Menurut Koalisi Kanker Paru global , masing-masing sepuluh juta tahun orang didiagnosis dengan kanker paru-paru, dan setengah dari semua pasien meninggal dalam waktu satu tahun diagnosis.
Kanker paru-paru secara global sejauh ini pembunuh kanker terbesar.

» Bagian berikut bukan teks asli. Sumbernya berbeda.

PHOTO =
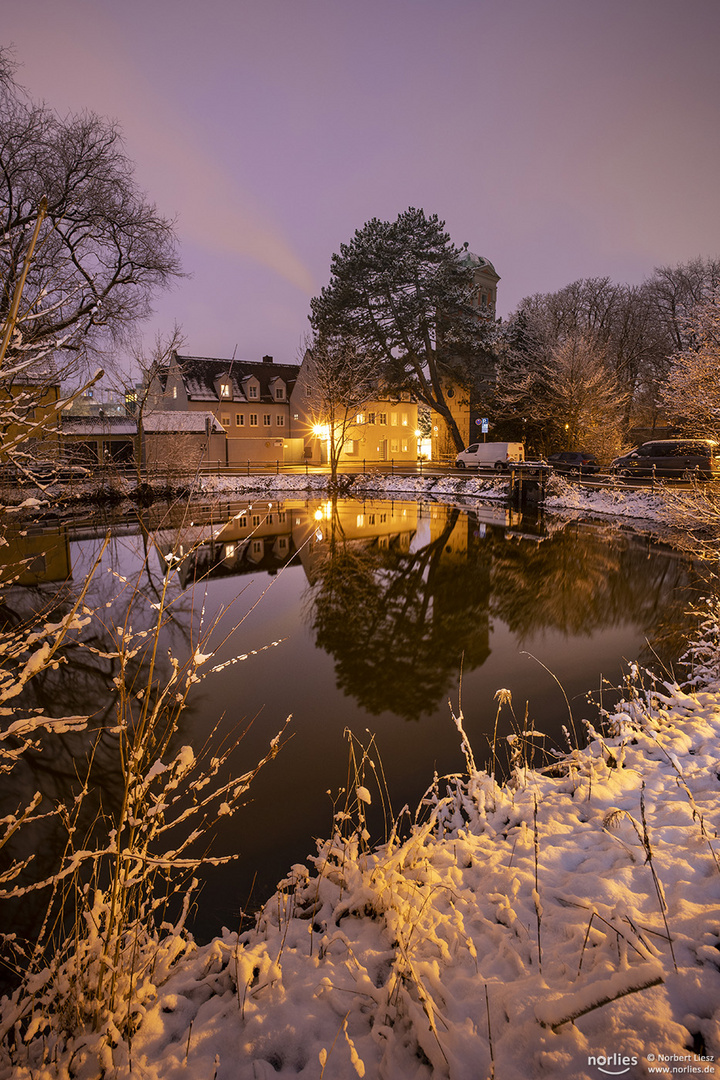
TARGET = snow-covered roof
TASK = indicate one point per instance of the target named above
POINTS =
(201, 376)
(477, 261)
(176, 421)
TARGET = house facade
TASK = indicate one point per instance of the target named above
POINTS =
(249, 399)
(381, 429)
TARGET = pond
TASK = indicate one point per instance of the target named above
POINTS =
(364, 617)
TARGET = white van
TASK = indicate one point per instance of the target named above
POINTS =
(497, 456)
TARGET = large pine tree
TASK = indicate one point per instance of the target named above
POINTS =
(402, 291)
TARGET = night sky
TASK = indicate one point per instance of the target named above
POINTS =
(560, 138)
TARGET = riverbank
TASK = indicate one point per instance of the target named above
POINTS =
(564, 923)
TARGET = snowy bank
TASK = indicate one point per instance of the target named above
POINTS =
(616, 502)
(564, 925)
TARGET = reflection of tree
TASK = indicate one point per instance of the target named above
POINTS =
(398, 622)
(584, 579)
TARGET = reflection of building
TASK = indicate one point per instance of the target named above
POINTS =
(379, 430)
(35, 556)
(249, 399)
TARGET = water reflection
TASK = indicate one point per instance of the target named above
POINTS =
(379, 607)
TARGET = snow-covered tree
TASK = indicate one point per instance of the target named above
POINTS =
(341, 378)
(402, 292)
(692, 392)
(570, 391)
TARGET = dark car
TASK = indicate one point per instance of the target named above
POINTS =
(671, 457)
(574, 461)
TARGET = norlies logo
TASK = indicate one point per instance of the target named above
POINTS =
(612, 1065)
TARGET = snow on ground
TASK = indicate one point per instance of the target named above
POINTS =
(561, 495)
(565, 925)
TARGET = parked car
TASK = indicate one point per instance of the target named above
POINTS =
(574, 461)
(671, 457)
(497, 456)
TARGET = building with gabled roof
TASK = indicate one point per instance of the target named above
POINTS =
(249, 399)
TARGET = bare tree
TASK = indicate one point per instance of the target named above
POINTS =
(692, 392)
(341, 377)
(103, 248)
(571, 392)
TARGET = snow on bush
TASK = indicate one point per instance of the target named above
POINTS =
(568, 917)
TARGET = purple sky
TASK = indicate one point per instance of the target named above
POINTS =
(560, 138)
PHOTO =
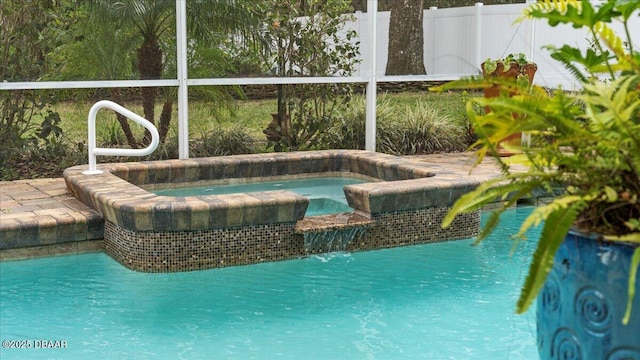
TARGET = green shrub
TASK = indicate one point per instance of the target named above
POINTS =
(224, 141)
(417, 129)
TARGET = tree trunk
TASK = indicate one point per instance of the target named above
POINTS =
(124, 122)
(406, 39)
(149, 67)
(165, 119)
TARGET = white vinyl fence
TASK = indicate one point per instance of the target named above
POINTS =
(458, 40)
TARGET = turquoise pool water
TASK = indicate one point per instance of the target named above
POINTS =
(439, 301)
(325, 193)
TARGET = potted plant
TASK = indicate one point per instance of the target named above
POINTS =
(584, 155)
(513, 68)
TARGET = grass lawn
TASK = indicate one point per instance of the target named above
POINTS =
(251, 114)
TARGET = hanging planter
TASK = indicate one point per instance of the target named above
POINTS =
(513, 68)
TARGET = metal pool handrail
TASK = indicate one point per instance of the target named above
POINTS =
(93, 151)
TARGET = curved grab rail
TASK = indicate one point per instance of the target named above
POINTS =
(93, 151)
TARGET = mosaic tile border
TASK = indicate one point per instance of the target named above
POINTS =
(203, 249)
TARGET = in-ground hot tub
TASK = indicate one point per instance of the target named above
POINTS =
(403, 204)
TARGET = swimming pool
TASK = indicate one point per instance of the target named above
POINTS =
(402, 203)
(443, 300)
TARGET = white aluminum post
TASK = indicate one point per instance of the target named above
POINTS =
(478, 15)
(183, 102)
(370, 124)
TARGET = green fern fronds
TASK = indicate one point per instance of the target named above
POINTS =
(556, 227)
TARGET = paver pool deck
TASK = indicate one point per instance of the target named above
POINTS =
(45, 219)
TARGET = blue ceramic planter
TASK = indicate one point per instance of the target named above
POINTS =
(580, 309)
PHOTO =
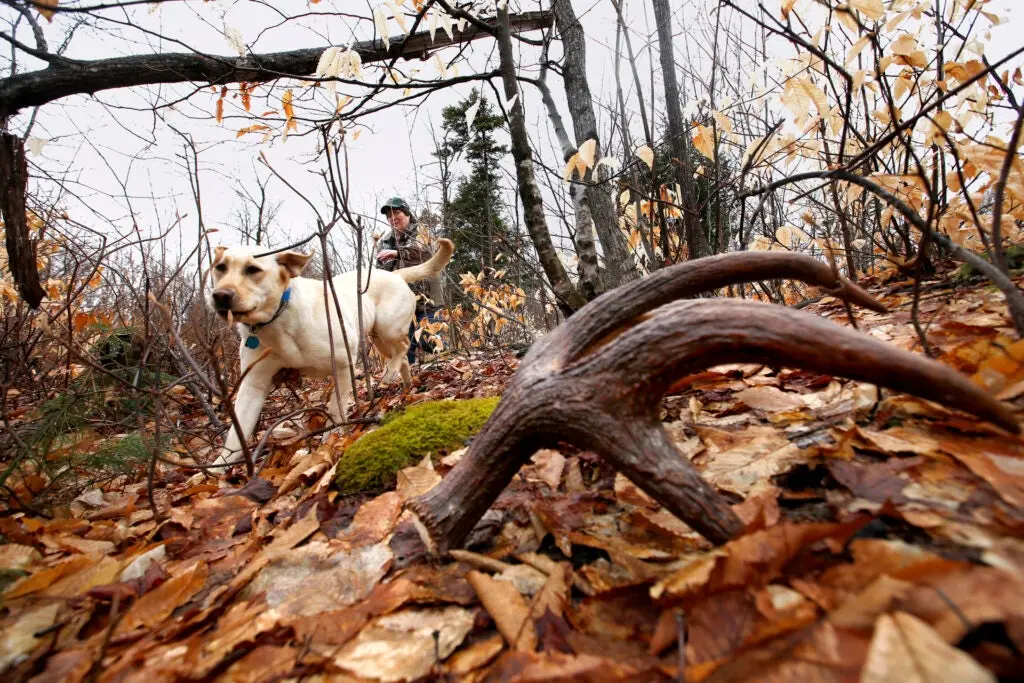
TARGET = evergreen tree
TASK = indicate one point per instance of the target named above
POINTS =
(475, 217)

Sebagian besar kasus terkait dalam beberapa cara untuk merokok.
Namun menurut sebuah studi baru, sebanyak satu dalam seratus pasien dengan rupanya yang tak tersembuhkan non kecil sel kanker paru-paru (NSCLC) bertahan hidup lima tahun atau lebih setelah diberikan dosis yang relatif kecil dari terapi radiasi (RT) dimaksudkan untuk mengurangi gejala dan bahkan lebih menarik, 18 pasien lainnya tampaknya sembuh.
Dr Michael Mac Manus, seorang ahli onkologi radiasi di Peter MacCallum Cancer Center di Melbourne, Australia, dan rekan, diikuti 2.337 pasien kanker paru-paru tampaknya tidak dapat disembuhkan yang telah menerima dosis radiasi paliatif.
Para peneliti mengatakan bahwa 1,1 persen dari 2.337 pasien tinggal lima tahun atau lebih setelah pengobatan yang dianggap remisi.
NSCLC, adalah jenis yang paling umum dari kanker paru-paru dan memiliki tingkat kelangsungan hidup lima tahun rata-rata hanya 40 persen.
Lima tahun tingkat kelangsungan hidup pada penyakit lanjut hanya sekitar 15 persen.
Pasien didiagnosis dengan NSCLC yang terlalu canggih untuk disembuhkan dapat diberikan terapi paliatif untuk meringankan rasa sakit dan ketidaknyamanan, termasuk radiasi.
Tapi sekarang bahwa radiasi paliatif telah ditemukan untuk menjadi obat bagi beberapa pasien kanker paru-paru.